Today Nauru has one main thoroughfare, which is basically a 24-kilometer ring road around the island. It takes about a half hour to drive it, even at a leisurely pace. Since most of the interior consists of abandoned surface mines and is uninhabitable, the nation’s residents live almost exclusively along the ring road.

Nauru is a republic with a parliamentary system of government. The president, currently Baron Waqa, is both head of state and head of government. A 19-member unicameral parliament is elected every three years. The parliament elects the president from its members, and the president appoints a cabinet of five to six members.
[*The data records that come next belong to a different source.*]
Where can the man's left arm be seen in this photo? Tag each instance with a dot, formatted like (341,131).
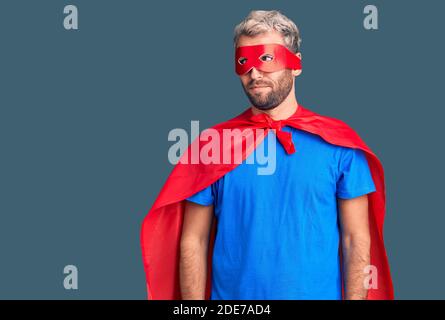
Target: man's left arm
(356,242)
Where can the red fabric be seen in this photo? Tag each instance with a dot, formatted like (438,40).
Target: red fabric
(247,57)
(161,229)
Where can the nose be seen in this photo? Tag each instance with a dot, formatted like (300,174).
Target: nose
(255,74)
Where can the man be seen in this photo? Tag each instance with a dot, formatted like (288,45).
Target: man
(278,236)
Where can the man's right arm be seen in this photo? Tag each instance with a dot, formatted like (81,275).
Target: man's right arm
(193,250)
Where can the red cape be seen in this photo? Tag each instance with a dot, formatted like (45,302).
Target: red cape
(161,228)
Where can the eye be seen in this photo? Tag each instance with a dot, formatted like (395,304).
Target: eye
(266,57)
(242,60)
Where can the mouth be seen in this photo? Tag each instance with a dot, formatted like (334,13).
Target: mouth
(257,88)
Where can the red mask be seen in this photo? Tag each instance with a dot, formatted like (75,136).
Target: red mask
(265,57)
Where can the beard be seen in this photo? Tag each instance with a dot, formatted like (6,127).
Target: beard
(276,94)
Baron Waqa, the incumbent President of Nauru

The country is a member of the United Nations, the Commonwealth of Nations, the Asian Development Bank and the Pacific Islands Forum. The Republic of Nauru became the 189th member of the International Monetary Fund in April 2016.

Life expectancy on Nauru in 2009 was 60.6 years for males and 68.0 years for females. According to the UK Independent:

In Nauru . . . 97 per cent of men and 93 per cent of women are overweight or obese. The region’s diabetes rates are among the world’s worst: 47 per cent in American Samoa, 44 per cent in Tokelau. Preventable conditions such as heart disease and cancer are responsible for three-quarters of deaths in this apparently carefree corner of the planet.”